Throughout history, people have concerned themselves with the transmission of shared values, attitudes, and skills from one generation to the next. All three were taught long before formal schooling was invented. Even today, it is evident that family, religion, peers, books, news and entertainment media, and general life experiences are the chief influences in shaping people’s views of knowledge, learning, and other aspects of life. Science, mathematics, and technology—in the context of schooling—can also play a key role in the process, for they are built upon a distinctive set of values, they reflect and respond to the values of society generally, and they are increasingly influential in shaping shared cultural values. Thus, to the degree that schooling concerns itself with values and attitudes—a matter of great sensitivity in a society that prizes cultural diversity and individuality and is wary of ideology—it must take scientific values and attitudes into account when preparing young people for life beyond school.

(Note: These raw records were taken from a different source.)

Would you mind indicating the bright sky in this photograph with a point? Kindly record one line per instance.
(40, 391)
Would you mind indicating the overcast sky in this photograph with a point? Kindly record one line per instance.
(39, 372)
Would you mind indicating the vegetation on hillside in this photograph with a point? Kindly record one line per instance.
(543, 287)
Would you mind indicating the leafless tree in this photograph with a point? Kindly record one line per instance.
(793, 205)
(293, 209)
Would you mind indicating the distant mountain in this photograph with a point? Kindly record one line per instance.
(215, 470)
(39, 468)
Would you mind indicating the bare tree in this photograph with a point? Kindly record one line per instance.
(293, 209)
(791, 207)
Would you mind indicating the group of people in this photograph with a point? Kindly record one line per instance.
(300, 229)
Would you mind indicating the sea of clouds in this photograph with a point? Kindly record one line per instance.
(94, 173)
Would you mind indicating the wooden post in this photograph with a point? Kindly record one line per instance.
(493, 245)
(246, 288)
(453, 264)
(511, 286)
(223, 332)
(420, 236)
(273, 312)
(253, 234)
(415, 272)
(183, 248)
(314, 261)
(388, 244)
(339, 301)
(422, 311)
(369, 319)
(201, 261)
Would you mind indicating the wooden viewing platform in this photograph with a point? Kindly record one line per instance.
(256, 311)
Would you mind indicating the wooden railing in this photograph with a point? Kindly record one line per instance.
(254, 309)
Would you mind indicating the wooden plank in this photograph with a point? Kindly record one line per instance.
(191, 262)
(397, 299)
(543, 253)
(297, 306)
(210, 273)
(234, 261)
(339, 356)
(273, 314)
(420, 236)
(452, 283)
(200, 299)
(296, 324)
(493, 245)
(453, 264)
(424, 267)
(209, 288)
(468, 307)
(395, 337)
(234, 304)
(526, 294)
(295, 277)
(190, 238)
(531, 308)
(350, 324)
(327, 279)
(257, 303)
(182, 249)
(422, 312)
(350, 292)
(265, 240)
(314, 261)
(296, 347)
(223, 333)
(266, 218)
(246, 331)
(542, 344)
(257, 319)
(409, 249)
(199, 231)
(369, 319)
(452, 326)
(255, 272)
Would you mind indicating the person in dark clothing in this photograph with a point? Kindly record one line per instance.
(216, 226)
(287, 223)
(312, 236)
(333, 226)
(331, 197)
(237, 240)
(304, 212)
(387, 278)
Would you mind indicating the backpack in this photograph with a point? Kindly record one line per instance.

Similarly, there are certain thinking skills associated with science, mathematics, and technology that young people need to develop during their school years. These are mostly, but not exclusively, mathematical and logical skills that are essential tools for both formal and informal learning and for a lifetime of participation in society as a whole.

Taken together, these values, attitudes, and skills can be thought of as habits of mind because they all relate directly to a person’s outlook on knowledge and learning and ways of thinking and acting.

This chapter presents recommendations about values, attitudes, and skills in the context of science education. The first part of the chapter focuses on four specific aspects of values and attitudes: the values inherent in science, mathematics, and technology; the social value of science and technology; the reinforcement of general social values; and people’s attitudes toward their own ability to understand science and mathematics. The second part of the chapter focuses on skills related to computation and estimation, to manipulation and observation, to communication, and to critical response to arguments.